Young Justice is Robin [Rob], Arrowette [Cissie, the narrator], Wonder Girl [Cassie], Superboy [Kon], and Impulse [Bart]. The Secret is also in the group, although I didn't use her. YJ is slowly becoming a better book, though YJ 15 is a high point above many lows in the series. Also, Nightwing is apparently in training to become a Bludhaven cop, while the Huntress is a notably more murderous female version of Batman. She has become the new Batgirl (or so I've heard), but I'm ignoring all that.

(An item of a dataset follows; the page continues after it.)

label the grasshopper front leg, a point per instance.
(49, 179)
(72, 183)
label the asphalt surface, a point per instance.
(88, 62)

Our heroine is in her early teens, and was pushed by her mother (Mommie Dearest) into becoming a super-heroine a bit too soon. After MD is taken away in a van, Cissie gets sent to a private boarding school, where she is put in the care of the school shrink [Marcey]. Marcey helps Cissie to discover that she didn't need to be pushed into super-hero-dom at all by MD, and after that she takes up with YJ. In YJ 15, Marcey gets murdered by a psychotic ex, and Cissie sees the murder on tape and snaps. She hunts down the killer with trademark bow and arrows, and is only stopped at the last minute from summarily executing the murderer by the intervention of Kon.

If you've been following the news, this story was inspired by the latest example of a public burning of a person who committed murder while in a seriously deranged state. The text style was nicked from Cormac McCarthy, and the righteousness line and some of the themes came out of a review of Kevin Smith's film Dogma and out of Warren Ellis' The Authority.